In both ‘The Pandorica Opens‘ and ‘Let’s Kill Hitler’ the Doctor faces the consequences of ignoring phone calls. He is at least partially responsible for the vandalism to time by forcing those who need him to go to great lengths to get his attention.
This can be an adventure in itself, with the PCs responding to some anomaly only to find out it was someone who they’ve been avoiding. How will they react and can they explain why they’ve been ignoring their call.
You could also explore what happens when the Doctor ignores a call and he is now too late to help his friends. What if someone died just because he wouldn’t pick up the phone? Could he forgive himself?

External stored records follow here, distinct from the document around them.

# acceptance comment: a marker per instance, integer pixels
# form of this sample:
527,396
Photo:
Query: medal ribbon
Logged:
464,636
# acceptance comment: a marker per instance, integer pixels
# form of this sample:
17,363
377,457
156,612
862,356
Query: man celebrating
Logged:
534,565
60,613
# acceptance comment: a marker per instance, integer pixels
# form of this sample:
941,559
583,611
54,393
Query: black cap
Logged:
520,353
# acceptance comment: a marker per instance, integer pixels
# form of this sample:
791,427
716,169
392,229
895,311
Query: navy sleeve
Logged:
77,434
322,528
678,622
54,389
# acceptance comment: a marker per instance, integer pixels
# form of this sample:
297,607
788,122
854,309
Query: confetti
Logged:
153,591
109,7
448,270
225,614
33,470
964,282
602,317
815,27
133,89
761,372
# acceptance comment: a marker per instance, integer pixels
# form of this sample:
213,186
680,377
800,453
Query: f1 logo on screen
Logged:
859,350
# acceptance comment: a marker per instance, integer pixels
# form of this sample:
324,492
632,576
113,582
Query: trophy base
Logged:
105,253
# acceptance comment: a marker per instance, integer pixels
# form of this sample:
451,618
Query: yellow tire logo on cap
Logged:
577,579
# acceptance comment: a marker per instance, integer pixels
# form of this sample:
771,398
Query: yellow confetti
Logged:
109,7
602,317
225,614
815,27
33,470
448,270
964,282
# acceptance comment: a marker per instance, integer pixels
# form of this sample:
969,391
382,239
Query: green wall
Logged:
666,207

If the Doctor is an NPC in your campaign he might bestow the PCs with his phone number, should they need him. His behaviour discussed above gives you a perfect explanation for why he doesn’t respond when they call him. This can make things awkward when they meet him again.
The Doctor can be distant and isolate himself. We don’t know how long he lived alone between ‘The Angels Take Manhattan’ and ‘The Snowmen’ but we can safely assume he wasn’t answering his phone then.
This can add much needed mystery to the Doctor. The PCs could find that he isn’t reachable for extended periods. This can be effective when they don’t have their own time machine, for example in a UNIT or Torchwood campaign.
If there is no response when they phone the Doctor does it mean that he is ignoring their call, occupied, dead, in semi-retirement or about to appear at some later point because he got the co-ordinates wrong.
This can not only force the PCs to deal with a situation themselves but introducing growing dread into a campaign, at least until they can get in contact with him again. The Doctor’s apparent death in ‘The Wedding of River Song’ and the discovery of Trenazalore in ‘The Name of The Doctor’ could make it look increasingly likely that the PCs will never hear from him again.
If the PCs do get an answer they might be surprised when the man on the other side of the phone has a very different voice.